It is relatively straightforward to identify not only the theological influences that shaped the life and ministry of Dr Martyn Lloyd-Jones, but also how and when he came into contact with them.
His church heritage was that of the Welsh Calvinistic Methodist fathers of the 18th Century, an atmosphere that shaped his whole spirituality (the two volume work Tadau Methodistiaid, was, writes Iain Murray, constantly in his hands in his early years at Sandfields, Aberavon).
Then there is the specific life-long impact made when he found the two volume 1834 edition of Jonathan Edwards' works in a bookshop in Cardiff in 1929, through to his discovery in Toronto, in 1932, of the ten volumes of B. B. Warfield (although some seventeen years later he acknowledged that reading Warfield had left him unbalanced).
To this we can add his reading of an advertisement for a new edition of The Autobiography of Richard Baxter (in the 8th October 1925 edition of The British Weekly), which lead him to read F. J. Powicke's biography of Richard Baxter, and to a lifelong love of the Puritans. As a wedding present in early January 1927 he was given second hand sets of the works of John Owen and Richard Baxter.
All of these influences are well known and well explored. But the following anecdote from Iain Murray is, as far as I am unaware, unexplored. In his own words Lloyd-Jones acknowledges the impact of Kenneth Kirk's The Vision of God.
Another major work which he read about this period [early 1930s] was The Vision of God by Kenneth E. Kirk, being the Bampton Lectures for 1928, delivered at Oxford where Kirk, nine years later, became Bishop.
'These lectures,' he commented later, 'had a great effect on me. Kirk dealt with the pursuit of God and the different methods by which men have sought God, but he did it historically and went right through -- the medieval mystics, the later mystics and so on.
I found that book absolutely seminal. It gave me a lot of background. It made me think. It helped me to understand the Scriptures and also see the dangers in such movements as monasticism and the anchorites.
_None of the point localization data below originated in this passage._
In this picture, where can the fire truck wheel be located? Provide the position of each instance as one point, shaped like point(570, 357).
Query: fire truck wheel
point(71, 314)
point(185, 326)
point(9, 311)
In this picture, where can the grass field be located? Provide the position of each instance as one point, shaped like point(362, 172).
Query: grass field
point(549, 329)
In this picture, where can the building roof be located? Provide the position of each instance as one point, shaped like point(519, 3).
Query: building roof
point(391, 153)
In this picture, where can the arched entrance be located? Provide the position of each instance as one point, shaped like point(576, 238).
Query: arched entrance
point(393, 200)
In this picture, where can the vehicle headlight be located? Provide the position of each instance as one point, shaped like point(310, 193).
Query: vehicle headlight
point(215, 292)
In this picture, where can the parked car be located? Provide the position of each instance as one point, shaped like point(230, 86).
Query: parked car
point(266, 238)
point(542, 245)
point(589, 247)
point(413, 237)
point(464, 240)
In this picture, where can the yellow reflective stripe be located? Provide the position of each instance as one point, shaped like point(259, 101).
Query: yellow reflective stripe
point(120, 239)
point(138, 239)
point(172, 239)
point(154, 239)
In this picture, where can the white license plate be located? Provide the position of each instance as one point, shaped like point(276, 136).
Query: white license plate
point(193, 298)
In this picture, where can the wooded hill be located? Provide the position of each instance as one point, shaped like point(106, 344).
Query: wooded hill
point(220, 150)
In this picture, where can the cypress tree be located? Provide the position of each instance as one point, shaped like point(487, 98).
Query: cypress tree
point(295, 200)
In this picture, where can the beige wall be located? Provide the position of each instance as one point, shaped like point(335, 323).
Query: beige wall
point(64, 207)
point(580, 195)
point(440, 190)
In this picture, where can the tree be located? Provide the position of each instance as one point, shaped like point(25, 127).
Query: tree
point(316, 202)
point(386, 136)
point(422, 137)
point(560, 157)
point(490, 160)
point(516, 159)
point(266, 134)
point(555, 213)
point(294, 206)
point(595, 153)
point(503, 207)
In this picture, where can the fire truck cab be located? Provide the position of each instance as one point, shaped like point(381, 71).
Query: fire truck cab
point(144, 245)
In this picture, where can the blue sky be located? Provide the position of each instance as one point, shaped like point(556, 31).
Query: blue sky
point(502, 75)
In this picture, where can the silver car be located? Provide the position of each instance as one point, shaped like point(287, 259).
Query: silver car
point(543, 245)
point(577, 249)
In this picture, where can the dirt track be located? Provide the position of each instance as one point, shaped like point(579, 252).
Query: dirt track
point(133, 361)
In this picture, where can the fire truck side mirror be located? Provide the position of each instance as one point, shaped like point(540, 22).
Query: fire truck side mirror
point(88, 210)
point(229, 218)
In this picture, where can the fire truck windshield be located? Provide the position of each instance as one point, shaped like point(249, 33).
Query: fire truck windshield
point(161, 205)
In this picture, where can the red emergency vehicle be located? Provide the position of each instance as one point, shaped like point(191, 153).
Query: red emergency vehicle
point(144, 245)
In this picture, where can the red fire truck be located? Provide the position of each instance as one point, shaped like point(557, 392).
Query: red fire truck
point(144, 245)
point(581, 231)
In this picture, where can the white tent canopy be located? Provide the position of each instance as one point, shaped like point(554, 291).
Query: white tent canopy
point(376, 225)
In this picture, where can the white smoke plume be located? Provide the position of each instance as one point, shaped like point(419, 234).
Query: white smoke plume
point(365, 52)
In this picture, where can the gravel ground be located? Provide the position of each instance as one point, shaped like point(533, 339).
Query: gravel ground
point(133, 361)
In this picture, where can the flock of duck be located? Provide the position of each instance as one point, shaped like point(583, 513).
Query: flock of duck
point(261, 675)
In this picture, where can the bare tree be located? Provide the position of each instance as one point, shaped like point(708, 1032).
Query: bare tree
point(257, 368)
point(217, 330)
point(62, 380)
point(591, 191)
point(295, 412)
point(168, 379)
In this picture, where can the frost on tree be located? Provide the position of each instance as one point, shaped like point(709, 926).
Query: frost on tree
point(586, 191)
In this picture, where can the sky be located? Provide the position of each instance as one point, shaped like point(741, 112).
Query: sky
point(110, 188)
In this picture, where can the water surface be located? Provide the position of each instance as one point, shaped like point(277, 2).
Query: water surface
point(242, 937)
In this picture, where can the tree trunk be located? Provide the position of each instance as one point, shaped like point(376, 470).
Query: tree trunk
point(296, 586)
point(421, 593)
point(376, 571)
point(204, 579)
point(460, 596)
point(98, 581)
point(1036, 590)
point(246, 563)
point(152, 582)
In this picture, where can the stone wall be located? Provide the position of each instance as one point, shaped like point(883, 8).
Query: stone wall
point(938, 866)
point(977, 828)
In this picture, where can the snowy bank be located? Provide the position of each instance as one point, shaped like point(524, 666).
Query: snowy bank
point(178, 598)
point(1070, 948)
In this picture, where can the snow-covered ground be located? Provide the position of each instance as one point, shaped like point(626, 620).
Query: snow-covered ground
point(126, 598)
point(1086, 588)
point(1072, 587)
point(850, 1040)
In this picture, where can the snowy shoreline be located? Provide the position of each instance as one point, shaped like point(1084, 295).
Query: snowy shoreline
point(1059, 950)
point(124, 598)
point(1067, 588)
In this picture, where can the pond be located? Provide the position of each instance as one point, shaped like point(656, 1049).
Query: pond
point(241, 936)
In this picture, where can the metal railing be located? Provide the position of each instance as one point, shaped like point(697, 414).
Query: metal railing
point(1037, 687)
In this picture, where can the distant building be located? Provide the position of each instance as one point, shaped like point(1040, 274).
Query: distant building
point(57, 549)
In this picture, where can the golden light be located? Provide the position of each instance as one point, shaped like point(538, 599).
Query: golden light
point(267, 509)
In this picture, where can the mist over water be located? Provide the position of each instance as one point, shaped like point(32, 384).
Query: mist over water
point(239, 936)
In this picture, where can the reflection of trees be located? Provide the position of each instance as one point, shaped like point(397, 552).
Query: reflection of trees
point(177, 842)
I regard The Vision of God as one of the greatest books which I ever read.'D. Martyn Lloyd-Jones: The First Forty Years 1899-1939, p. 254
It is not clear from the text exactly when Lloyd-Jones made the comments above. Perhaps it was during the period from 1961 when Iain Murray was intermittently accumulating information, or as late as 1980.
I am not aware of any significant secondary impact made by this book, comparable to that of Lloyd-Jones' commendation of the works of Edwards, Owen, Warfield, or the Tadau Methodistiaid.
Moreover, I am not aware of any conference address or article that has traced any of the impact of this work either in the sermons and addresses, or the published volumes by the Doctor. But clearly it did made a significant impact upon his thinking, and it would be interesting to excavate the details of it.
And, as it happens, I came across The Vision of God at Cardiff University Library just two weeks ago.